La palabra humildad deriva
del vocablo latino “humus”, que significa suelo. Todos pisamos el mismo suelo,
por eso a los ojos de Dios nadie es más que nadie.
Y no hay peor soberbia que
creerse humilde. Constantemente nos estamos auto-justificando y comparándonos
con los demás.
El que sigue de verdad a
Jesús se reconoce por su sencillez, alegría, y por la manera de tratar a los
demás. No caben en el seguimiento de Jesús actitudes arrogantes, chulescas que
marcan distancias y levantan muros.
Y la humildad no está
reñida con la “autoestima” bien entendida, con la sabiduría de la
auto-aceptación, la gratitud hacia el bien recibido, la transparencia en la
comunicación.
Autoestima que no se puede
confundir con el narcisismo, uno de los peores enemigos de la vida espiritual.

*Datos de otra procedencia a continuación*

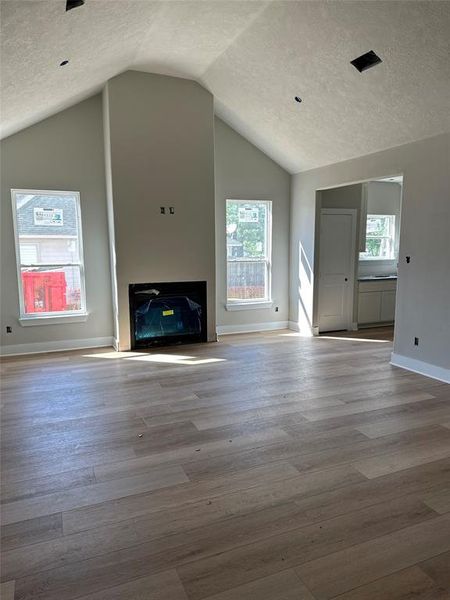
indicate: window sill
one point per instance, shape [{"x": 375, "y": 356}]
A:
[
  {"x": 230, "y": 306},
  {"x": 34, "y": 321},
  {"x": 377, "y": 260}
]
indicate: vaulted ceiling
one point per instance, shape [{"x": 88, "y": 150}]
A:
[{"x": 254, "y": 56}]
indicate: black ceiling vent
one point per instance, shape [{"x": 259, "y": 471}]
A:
[
  {"x": 366, "y": 61},
  {"x": 73, "y": 4}
]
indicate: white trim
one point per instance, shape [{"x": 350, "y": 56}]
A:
[
  {"x": 251, "y": 327},
  {"x": 293, "y": 326},
  {"x": 79, "y": 237},
  {"x": 60, "y": 346},
  {"x": 32, "y": 321},
  {"x": 230, "y": 306},
  {"x": 268, "y": 258},
  {"x": 418, "y": 366}
]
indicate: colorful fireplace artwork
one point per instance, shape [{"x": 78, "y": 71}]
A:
[{"x": 167, "y": 313}]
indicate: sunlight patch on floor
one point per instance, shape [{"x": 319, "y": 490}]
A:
[
  {"x": 167, "y": 359},
  {"x": 346, "y": 339}
]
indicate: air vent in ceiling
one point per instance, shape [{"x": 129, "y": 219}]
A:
[
  {"x": 73, "y": 4},
  {"x": 366, "y": 61}
]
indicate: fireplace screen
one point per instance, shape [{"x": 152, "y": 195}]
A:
[{"x": 167, "y": 313}]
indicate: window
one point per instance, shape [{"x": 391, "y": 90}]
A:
[
  {"x": 380, "y": 238},
  {"x": 249, "y": 230},
  {"x": 49, "y": 252}
]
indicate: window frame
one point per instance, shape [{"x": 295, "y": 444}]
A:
[
  {"x": 381, "y": 237},
  {"x": 241, "y": 303},
  {"x": 71, "y": 316}
]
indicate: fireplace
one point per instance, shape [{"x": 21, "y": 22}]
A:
[{"x": 167, "y": 313}]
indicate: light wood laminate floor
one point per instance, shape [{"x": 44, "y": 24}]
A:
[{"x": 264, "y": 467}]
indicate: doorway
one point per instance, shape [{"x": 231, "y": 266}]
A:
[
  {"x": 336, "y": 268},
  {"x": 356, "y": 256}
]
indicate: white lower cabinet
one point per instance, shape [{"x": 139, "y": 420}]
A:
[{"x": 376, "y": 301}]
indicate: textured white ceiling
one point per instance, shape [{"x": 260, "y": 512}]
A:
[{"x": 254, "y": 56}]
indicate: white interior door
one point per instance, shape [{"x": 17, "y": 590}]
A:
[{"x": 336, "y": 268}]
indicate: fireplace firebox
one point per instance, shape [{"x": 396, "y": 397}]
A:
[{"x": 167, "y": 313}]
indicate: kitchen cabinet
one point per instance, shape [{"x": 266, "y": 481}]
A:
[{"x": 376, "y": 301}]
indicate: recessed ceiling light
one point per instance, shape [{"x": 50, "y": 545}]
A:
[
  {"x": 73, "y": 4},
  {"x": 366, "y": 61}
]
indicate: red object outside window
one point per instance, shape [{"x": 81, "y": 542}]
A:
[{"x": 44, "y": 291}]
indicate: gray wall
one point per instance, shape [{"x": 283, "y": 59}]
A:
[
  {"x": 64, "y": 152},
  {"x": 161, "y": 132},
  {"x": 243, "y": 172},
  {"x": 423, "y": 293}
]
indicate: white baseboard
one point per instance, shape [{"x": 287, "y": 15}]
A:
[
  {"x": 293, "y": 325},
  {"x": 251, "y": 327},
  {"x": 60, "y": 346},
  {"x": 418, "y": 366}
]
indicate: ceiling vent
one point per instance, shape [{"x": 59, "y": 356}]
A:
[
  {"x": 73, "y": 4},
  {"x": 366, "y": 61}
]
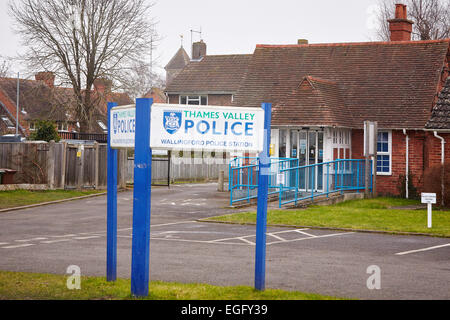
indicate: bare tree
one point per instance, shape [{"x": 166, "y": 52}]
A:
[
  {"x": 431, "y": 18},
  {"x": 84, "y": 40}
]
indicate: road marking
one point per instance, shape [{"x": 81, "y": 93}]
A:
[
  {"x": 276, "y": 237},
  {"x": 245, "y": 240},
  {"x": 309, "y": 238},
  {"x": 421, "y": 250},
  {"x": 56, "y": 241},
  {"x": 85, "y": 238},
  {"x": 64, "y": 236},
  {"x": 19, "y": 246},
  {"x": 169, "y": 224},
  {"x": 306, "y": 233},
  {"x": 34, "y": 239}
]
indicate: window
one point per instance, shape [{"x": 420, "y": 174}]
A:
[
  {"x": 194, "y": 100},
  {"x": 384, "y": 153},
  {"x": 62, "y": 126},
  {"x": 8, "y": 122},
  {"x": 102, "y": 125}
]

“El narcisismo es una grave carencia
humana que consiste en vivir centrado en uno mismo, en ser ajeno a cuanto
ocurre en el mundo… El narcisismo es una expresión de la indiferencia. El
narcisista solamente piensa en sus cosas exteriores e interiores,… no le
interesa nada que no tenga que ver con su yo, su bienestar y su confort.” (Francesc
Torralba, La interioridad habitada).
El texto de la parábola del publicano y el fariseo de Lucas, como casi siempre desconcertante, nos empuja a mirar dentro de nosotros y revisar, de cara a Dios y a los demás, no tanto nuestros actos externos como las actitudes interiores.
Para escuchar
correctamente el mensaje de la parábola, hemos de tener en cuenta que Jesús no
la cuenta para criticar al círculo de
los fariseos, que lo acosa
constantemente, sino para sacudir la
conciencia de “algunos que, teniéndose
por justos, se sentían seguros de sí mismos y despreciaban a los demás”. Entre
estos nos podemos encontrar nosotros.
Una vez más el evangelista
nos presenta dos personajes antagónicos: el fariseo y el publicano. Las relaciones
de Jesús con ellos serán muy distintas. El texto opone magistralmente “palabras” frente a “gestos y actitudes”. Del fariseo presenta
su “largo” discurso narcisista: está “encantado de haberse conocido”. Enumera
sus “méritos” ante Dios, de modo que su “oración” sitúa a Dios como alguien que
debe reconocer y premiar sus
buenas obras. Solo él es bueno, y piensa que Dios está completamente de su
parte. En el extremo opuesto, la actitud del publicano. Del publicano
sobresalen sus gestos: quedarse a distancia, en un rincón, bajar la mirada,
golpearse el pecho. Es consciente de su pecado y solo pide “piedad” (“Si
llevas cuenta de los delitos, Señor, ¿quién podrá resistir?” Salmo 130). Su
oración apela a la compasión y a la misericordia de Dios. ( “Un corazón
quebrantado y humillado, Tú no lo desprecias”, Salmo 50/51). Es el
reconocimiento humilde del propio pecado y la necesidad de la mirada compasiva
de Dios, lo que nos hace dependientes de Dios y evita la autosuficiencia
narcisista.
Una de las tentaciones constantes de la iglesia es el triunfalismo: el creerse depositaria absoluta de la verdad, el creerse pura, inmaculada.
P. Francisco: en su
presentación al público el día de su elección pidió: “recen por mí que soy un
pecador”. En el viaje de avión a la JMJ de Río, a la pregunta de los
periodistas responde: “Quién soy yo para juzgar a un gay”.
Hay un movimiento
interesante en la parábola: “subir al” y “bajar del” templo. El
fariseo bajó como subió; el publicano bajó transformado. Nosotros “entramos” y
“salimos” del templo cada domingo, de la eucaristía: ¿Salimos igual que entramos
o sentimos alguna transformación? ¿Con qué personaje y actitud nos
identificamos más, en nuestra oración?
Dice un amigo mío que no sabe si hay más hombres buenos que malos, porque solo Dios nos puede juzgar. Pero sí sabe que hay hombres buenos, sencillos, humildes, capaces de transformar esta vida, este mundo, porque han experimentado que su corazón se ha transformado.